Given Hilbert spaces $H_1,H_2$ and a functional in the predual $\psi\in B(H_1)_*$ we may consider the slice map $S:B(H_1)\otimes B(H_2)\to B(H_2)$ defined on the spatial tensor product given by extension of the map $a\otimes b \mapsto \psi(a)b$ defined on the algebraic tensor product of $B(H_1)$ and $B(H_2)$.

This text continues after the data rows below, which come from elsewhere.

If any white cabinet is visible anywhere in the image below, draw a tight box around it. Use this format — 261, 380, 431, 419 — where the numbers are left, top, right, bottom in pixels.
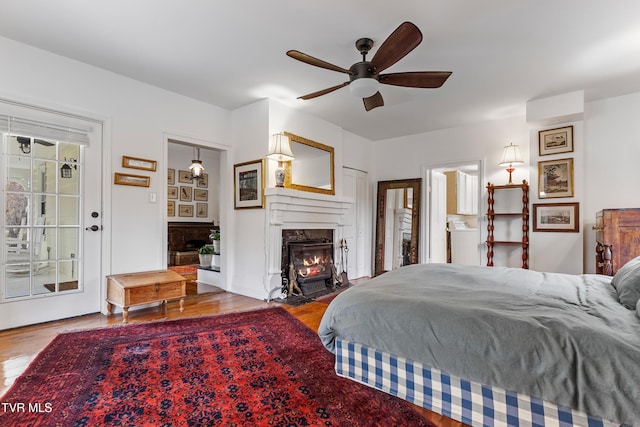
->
445, 171, 478, 215
451, 228, 480, 265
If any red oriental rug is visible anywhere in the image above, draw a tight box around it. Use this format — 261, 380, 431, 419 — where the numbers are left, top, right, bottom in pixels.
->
0, 308, 433, 427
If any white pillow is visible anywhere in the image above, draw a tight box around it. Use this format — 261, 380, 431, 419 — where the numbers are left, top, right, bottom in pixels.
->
611, 256, 640, 310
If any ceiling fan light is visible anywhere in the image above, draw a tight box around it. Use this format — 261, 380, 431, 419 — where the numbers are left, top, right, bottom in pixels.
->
189, 160, 204, 178
349, 78, 380, 98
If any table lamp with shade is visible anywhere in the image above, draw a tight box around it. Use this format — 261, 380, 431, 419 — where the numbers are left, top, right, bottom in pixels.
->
498, 143, 524, 185
267, 133, 295, 187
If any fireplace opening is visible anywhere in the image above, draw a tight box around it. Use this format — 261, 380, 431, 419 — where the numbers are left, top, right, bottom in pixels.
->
289, 243, 333, 284
282, 230, 336, 297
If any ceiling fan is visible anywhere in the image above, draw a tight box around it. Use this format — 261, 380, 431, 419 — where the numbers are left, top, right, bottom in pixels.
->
287, 22, 451, 111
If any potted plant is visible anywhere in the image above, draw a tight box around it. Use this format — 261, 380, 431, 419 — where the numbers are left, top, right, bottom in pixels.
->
198, 245, 213, 267
209, 230, 220, 254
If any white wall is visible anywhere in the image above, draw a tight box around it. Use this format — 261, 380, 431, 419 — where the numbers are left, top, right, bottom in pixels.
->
372, 93, 640, 273
372, 116, 530, 260
582, 92, 640, 273
0, 37, 231, 284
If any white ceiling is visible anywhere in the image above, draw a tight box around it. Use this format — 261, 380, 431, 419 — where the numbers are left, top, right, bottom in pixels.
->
0, 0, 640, 140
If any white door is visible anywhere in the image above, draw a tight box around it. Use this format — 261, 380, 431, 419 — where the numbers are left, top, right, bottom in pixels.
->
337, 168, 371, 279
429, 171, 447, 263
0, 112, 102, 329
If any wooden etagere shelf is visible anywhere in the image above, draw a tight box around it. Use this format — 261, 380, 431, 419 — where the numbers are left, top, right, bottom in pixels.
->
487, 180, 529, 268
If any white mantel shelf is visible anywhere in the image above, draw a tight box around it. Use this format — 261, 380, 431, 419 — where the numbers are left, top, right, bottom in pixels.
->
264, 188, 354, 300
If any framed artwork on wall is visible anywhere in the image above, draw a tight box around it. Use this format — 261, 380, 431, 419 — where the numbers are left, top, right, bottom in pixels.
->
538, 126, 573, 156
167, 187, 178, 199
233, 159, 264, 209
197, 173, 209, 188
538, 159, 573, 199
178, 205, 193, 216
180, 185, 193, 202
113, 172, 151, 187
122, 156, 158, 172
533, 203, 580, 233
178, 171, 193, 184
196, 203, 209, 218
193, 188, 209, 202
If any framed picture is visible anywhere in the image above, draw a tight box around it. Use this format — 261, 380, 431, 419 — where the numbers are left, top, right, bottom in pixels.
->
167, 187, 178, 199
113, 172, 151, 187
122, 156, 158, 172
538, 126, 573, 156
178, 171, 193, 184
538, 159, 573, 199
198, 173, 209, 188
178, 205, 193, 216
233, 159, 264, 209
196, 203, 209, 218
180, 185, 193, 202
193, 188, 209, 202
533, 203, 580, 233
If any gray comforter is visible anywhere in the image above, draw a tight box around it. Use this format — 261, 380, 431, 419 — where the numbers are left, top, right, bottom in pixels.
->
318, 264, 640, 425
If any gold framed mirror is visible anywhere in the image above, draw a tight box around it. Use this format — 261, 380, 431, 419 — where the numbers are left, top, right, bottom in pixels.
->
284, 132, 335, 195
374, 178, 422, 276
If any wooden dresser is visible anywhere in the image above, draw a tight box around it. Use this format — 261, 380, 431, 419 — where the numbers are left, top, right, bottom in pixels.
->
107, 270, 187, 323
593, 208, 640, 276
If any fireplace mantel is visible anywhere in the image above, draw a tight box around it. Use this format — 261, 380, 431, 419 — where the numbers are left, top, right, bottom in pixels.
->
265, 188, 354, 300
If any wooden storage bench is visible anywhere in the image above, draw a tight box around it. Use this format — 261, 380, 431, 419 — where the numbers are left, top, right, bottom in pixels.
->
107, 270, 187, 323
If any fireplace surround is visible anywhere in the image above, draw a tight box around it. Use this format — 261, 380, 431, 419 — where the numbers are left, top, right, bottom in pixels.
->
265, 188, 353, 301
281, 229, 334, 297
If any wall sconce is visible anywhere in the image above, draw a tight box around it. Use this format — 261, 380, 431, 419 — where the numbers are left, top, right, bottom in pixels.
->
189, 148, 204, 179
60, 157, 78, 178
267, 133, 295, 187
16, 136, 31, 154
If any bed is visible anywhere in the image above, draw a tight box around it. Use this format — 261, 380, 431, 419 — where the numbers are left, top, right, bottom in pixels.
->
318, 258, 640, 426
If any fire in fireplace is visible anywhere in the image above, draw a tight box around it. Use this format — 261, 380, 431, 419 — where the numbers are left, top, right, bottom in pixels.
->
289, 243, 333, 284
282, 229, 336, 298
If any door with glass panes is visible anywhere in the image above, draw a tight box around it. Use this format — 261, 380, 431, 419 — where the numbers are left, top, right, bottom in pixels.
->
0, 118, 102, 329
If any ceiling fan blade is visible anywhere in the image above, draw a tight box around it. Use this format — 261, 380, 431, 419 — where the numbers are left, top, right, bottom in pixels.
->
362, 92, 384, 111
379, 71, 451, 89
33, 139, 53, 147
287, 50, 351, 74
371, 22, 422, 73
298, 82, 351, 100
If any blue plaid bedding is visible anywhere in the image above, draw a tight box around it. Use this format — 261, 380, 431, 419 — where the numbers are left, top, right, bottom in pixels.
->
335, 338, 632, 427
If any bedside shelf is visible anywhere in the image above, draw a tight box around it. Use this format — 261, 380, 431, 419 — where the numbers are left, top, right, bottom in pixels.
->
486, 180, 529, 268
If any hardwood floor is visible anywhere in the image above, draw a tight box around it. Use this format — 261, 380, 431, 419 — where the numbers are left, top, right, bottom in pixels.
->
0, 292, 465, 427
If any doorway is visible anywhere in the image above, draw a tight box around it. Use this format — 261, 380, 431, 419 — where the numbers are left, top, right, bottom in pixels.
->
0, 105, 102, 329
423, 161, 482, 265
165, 135, 227, 294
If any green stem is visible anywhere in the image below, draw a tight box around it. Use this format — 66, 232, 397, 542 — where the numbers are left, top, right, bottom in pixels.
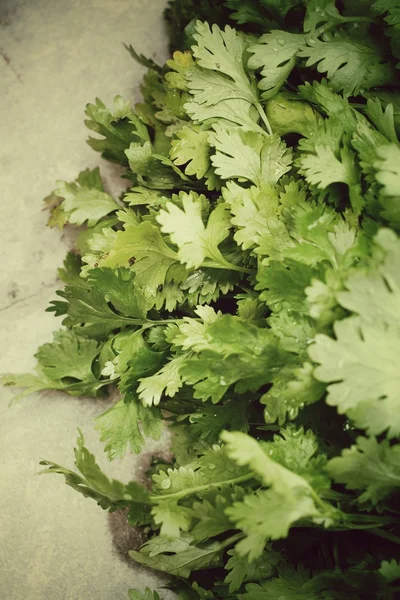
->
150, 473, 254, 504
254, 102, 274, 135
205, 260, 253, 274
368, 529, 400, 544
220, 533, 244, 550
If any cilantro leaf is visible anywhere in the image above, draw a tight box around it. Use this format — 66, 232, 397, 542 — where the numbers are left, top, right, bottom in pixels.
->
298, 33, 395, 96
129, 540, 221, 577
85, 96, 149, 165
248, 31, 305, 100
96, 397, 163, 460
40, 432, 148, 510
185, 21, 265, 130
309, 230, 400, 437
46, 167, 118, 229
157, 192, 235, 269
327, 437, 400, 504
170, 126, 211, 179
104, 221, 185, 297
210, 125, 292, 186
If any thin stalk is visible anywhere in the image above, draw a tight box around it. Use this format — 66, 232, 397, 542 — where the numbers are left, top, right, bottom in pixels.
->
368, 529, 400, 544
202, 261, 253, 274
149, 473, 254, 504
254, 102, 274, 135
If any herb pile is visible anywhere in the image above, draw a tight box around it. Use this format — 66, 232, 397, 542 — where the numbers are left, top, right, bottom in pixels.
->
4, 0, 400, 600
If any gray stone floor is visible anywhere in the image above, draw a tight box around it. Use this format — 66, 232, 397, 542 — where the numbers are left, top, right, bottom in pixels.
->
0, 0, 172, 600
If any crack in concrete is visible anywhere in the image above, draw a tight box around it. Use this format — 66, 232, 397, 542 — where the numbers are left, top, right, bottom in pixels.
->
0, 279, 58, 312
0, 48, 24, 83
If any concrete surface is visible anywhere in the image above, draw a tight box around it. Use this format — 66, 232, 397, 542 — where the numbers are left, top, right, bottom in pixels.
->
0, 0, 172, 600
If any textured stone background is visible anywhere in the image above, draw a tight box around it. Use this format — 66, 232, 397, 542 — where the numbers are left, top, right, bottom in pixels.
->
0, 0, 170, 600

I want to know why we can extend this slice map to the weak (also, strong) operator closure $B(H_1)\overline{\otimes}B(H_2)\subseteq B(H_1\otimes H_2)$ such that the extension is a $*$-homomorphism.
Thank you!
As mentioned in the comments, the slice map will only be a $*$-homomorphism if $\psi$ is multiplicative. This is already clear on the purely algebraic level, even before taking completions. However, it is true that the algebraic slice map extends to the von Neumann tensor product, provided that you slice with a normal functional (i.e. an element of the predual). This is actually part of a more general statement, namely that the algebraic tensor product of two normal c.p. linear maps between von Neumann algebras extends (uniquely) to a normal linear map on the related von Neumann algebra tensor products. This is for instance proven in Takesaki's book "Theory of operator algebras I" in the chapter on tensor product (chapter IV).